Yeah H was so badly hurt he flew to England


----------



## Roman Empire (Jun 16, 2014)

lol Speak up old man.


----------



## MR-Bolainas (Dec 30, 2014)

Monday Night Recaps!


----------



## birthday_massacre (Jan 30, 2013)

Reigns still with that stupid goofy smug smile UGH. HE is so awful


----------



## DoubtGin (Nov 24, 2013)

Donnie said:


> Yeah H was so badly hurt he flew to England


NXT HHH and Main Roster HHH are two different people, duh :mj4


----------



## Amber B (Dec 9, 2007)

Vince is doing everything he can to get Duck Lips Baby Gurl over. Two appearance within 3 weeks when he's usually getting his brows arched.


----------



## D Bryan Fan Fan (Feb 25, 2015)

Fucking what chants to me McMahon?


----------



## Lone Star (Dec 15, 2015)

Vince is trying so hard, it's cringeworthy.


----------



## Rocketmansid (Nov 14, 2015)

P5YC40D3L1C said:


> Love how much Vince hates saying WWE


Should change it back to the WWF.


----------



## Daemon_Rising (Jul 18, 2009)

I admit I haven't been watching Raw much or engaging with the product over the last few weeks.. but... is the story here supposed to be Reigns is anti-authority and I'm supposed to believe he isn't the chosen one, just because the on-screen McMahons are giving him a hard time?
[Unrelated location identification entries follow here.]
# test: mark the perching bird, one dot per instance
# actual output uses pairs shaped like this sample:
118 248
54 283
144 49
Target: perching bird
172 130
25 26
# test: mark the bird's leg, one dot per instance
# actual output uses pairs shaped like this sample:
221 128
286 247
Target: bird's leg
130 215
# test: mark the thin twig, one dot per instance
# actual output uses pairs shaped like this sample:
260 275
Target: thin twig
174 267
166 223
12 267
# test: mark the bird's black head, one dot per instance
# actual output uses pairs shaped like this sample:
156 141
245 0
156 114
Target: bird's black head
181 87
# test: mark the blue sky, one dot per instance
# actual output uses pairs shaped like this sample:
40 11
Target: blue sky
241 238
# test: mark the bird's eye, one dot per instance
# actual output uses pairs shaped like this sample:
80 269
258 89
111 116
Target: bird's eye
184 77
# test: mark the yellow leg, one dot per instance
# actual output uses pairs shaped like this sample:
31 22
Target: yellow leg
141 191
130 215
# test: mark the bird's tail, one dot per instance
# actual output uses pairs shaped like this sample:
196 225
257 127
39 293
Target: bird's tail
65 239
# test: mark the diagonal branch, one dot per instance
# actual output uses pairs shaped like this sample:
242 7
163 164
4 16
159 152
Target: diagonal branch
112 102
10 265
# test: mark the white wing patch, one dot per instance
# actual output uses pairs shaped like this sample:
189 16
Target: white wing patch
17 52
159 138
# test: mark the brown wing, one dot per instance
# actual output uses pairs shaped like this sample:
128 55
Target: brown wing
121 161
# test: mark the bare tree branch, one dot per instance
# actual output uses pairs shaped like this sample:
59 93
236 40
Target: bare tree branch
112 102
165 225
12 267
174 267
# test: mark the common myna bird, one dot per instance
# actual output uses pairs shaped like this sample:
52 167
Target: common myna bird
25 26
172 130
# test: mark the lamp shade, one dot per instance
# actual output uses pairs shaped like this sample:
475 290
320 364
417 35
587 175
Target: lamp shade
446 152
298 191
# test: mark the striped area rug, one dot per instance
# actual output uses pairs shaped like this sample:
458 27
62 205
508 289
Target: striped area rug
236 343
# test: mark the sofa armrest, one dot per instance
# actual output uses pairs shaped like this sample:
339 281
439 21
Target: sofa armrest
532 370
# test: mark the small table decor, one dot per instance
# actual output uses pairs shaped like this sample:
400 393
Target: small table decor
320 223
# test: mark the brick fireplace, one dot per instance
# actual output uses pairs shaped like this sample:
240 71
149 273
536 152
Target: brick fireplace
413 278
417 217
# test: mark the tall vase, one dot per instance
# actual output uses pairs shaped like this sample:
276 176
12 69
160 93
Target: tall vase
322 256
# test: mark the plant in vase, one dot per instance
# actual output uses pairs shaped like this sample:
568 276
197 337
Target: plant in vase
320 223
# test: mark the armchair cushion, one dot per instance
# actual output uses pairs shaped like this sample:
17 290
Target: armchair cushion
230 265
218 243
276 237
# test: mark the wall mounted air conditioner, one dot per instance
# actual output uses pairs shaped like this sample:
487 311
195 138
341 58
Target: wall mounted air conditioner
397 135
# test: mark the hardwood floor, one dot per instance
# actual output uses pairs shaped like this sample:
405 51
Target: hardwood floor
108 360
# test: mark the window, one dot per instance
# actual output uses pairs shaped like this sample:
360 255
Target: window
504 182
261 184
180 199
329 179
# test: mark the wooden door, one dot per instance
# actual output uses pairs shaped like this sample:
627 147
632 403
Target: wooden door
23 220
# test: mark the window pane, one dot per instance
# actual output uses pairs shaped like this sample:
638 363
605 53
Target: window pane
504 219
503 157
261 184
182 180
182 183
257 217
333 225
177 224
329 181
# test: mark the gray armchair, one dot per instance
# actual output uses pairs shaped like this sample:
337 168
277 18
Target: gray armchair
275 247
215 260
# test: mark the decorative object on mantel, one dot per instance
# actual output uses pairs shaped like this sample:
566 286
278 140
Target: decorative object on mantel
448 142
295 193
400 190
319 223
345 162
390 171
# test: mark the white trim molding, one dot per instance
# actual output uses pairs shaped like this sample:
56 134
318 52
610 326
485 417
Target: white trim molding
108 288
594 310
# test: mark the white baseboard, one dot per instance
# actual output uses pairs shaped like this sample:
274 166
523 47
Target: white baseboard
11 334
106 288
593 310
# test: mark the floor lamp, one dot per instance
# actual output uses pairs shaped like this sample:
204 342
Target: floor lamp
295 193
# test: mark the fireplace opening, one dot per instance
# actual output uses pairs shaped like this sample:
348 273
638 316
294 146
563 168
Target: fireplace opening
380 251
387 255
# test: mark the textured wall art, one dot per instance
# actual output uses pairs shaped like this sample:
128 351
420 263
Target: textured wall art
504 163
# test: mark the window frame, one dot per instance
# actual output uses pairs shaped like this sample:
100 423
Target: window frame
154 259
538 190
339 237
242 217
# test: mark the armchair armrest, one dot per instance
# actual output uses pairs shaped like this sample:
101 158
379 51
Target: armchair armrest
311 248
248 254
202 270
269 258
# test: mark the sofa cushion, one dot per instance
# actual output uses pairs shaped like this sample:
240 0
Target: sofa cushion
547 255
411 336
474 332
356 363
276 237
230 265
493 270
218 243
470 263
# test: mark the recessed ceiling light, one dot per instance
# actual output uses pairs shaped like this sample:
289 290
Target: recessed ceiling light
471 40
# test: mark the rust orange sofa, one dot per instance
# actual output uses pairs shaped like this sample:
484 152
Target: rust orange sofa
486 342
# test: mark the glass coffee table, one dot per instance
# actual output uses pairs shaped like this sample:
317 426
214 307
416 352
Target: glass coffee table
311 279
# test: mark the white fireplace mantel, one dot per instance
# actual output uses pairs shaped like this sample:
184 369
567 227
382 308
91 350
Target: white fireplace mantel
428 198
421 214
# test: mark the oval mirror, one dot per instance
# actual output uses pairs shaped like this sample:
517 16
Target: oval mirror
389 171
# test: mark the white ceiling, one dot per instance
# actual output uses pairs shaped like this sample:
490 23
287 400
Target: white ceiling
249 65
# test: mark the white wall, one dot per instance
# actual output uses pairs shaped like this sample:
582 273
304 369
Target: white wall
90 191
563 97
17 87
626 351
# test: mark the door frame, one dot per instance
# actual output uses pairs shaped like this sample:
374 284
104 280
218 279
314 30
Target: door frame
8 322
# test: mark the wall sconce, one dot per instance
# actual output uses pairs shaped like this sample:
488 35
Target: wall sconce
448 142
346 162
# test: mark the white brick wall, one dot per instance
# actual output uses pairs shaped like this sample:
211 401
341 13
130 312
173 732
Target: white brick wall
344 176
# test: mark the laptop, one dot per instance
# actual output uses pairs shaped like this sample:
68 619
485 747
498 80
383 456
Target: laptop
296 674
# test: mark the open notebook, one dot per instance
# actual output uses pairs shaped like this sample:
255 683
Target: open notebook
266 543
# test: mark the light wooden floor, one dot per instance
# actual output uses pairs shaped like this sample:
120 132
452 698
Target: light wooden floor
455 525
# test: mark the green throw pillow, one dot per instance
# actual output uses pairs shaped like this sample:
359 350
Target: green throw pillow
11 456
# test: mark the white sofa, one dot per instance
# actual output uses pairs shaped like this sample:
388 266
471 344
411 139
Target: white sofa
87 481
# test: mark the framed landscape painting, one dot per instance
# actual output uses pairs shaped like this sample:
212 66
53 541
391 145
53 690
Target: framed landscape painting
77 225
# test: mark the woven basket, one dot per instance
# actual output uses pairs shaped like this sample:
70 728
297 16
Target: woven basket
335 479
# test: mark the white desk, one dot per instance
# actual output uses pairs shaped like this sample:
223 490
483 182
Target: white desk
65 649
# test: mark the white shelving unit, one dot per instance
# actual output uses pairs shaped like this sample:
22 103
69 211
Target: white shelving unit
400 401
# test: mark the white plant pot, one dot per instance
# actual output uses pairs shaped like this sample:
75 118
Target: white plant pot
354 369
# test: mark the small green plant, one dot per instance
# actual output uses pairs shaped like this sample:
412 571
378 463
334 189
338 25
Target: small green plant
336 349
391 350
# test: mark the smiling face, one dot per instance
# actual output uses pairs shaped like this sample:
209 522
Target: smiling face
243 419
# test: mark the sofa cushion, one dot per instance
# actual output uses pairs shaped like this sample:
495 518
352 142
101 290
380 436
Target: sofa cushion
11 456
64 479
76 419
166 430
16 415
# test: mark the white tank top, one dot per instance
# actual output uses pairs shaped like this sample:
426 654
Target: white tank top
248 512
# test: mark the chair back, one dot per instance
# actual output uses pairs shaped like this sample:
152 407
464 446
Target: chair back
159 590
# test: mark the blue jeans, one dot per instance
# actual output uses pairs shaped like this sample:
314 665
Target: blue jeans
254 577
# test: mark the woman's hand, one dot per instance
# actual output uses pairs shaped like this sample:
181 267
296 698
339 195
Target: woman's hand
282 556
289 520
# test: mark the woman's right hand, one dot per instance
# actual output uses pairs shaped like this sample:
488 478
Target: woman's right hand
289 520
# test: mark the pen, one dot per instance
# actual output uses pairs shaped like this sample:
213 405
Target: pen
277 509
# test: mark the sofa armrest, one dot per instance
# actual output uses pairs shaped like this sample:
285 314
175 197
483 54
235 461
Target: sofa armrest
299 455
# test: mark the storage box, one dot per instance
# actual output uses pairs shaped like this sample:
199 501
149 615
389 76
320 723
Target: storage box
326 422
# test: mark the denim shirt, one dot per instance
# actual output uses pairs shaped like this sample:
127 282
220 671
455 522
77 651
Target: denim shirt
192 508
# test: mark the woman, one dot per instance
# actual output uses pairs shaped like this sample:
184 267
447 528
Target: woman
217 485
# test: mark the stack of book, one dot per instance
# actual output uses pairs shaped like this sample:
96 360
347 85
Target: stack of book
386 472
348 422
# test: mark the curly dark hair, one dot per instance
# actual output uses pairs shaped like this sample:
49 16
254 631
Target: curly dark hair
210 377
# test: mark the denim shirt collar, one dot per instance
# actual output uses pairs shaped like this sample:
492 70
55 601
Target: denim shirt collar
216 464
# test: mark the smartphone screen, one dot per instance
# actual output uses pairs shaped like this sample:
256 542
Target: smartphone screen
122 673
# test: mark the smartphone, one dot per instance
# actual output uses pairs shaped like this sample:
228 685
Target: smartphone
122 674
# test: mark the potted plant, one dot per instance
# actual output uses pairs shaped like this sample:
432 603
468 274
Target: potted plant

This is surreal and not in a good way. Totally hilarious though at least. McMahon is on form actually hehe.


----------



## Roxinius (Jul 21, 2014)

He can't be taken seriously as a bad ass when he has that goofy ass smile all the time he looks like a fucking geek


----------



## Stinger Fan (Jun 21, 2006)

Man, this crowd is odd


----------



## SovereignVA (Jan 3, 2012)

"I'm not a rich snob, I'm a freakin' billionaire" :lmao


----------



## Rocketmansid (Nov 14, 2015)

I thought Vince was a millionaire.


----------



## Erik. (Mar 17, 2014)

Vince burying poverty.


----------



## Amber B (Dec 9, 2007)

Oh god. :lmao


----------



## ironcladd1 (Jan 3, 2012)

Vince is still golden in these promos. Makes nearly everyone else look like amateurs :agree:


----------



## P5YC40D3L1C (Jun 19, 2012)

Wyuhwee champion


----------



## birthday_massacre (Jan 30, 2013)

is Vince having a stroke, he keeps missing words.


Oh Daniel Bryan chants LOL


----------



## TheLooseCanon (Jun 18, 2013)

Bryan chants


----------



## Mr. WrestleMania (Oct 16, 2012)

DANIEL BRYAN CHANTS

:lmao


----------



## Cenafan95 (Aug 24, 2015)

Daniel Bryan chants hahaha


----------



## Goldusto (May 21, 2014)

CORPORARE REIGNSSSSS

omgg no one gives the remotest shit about reigns He is getting 0 i mean ]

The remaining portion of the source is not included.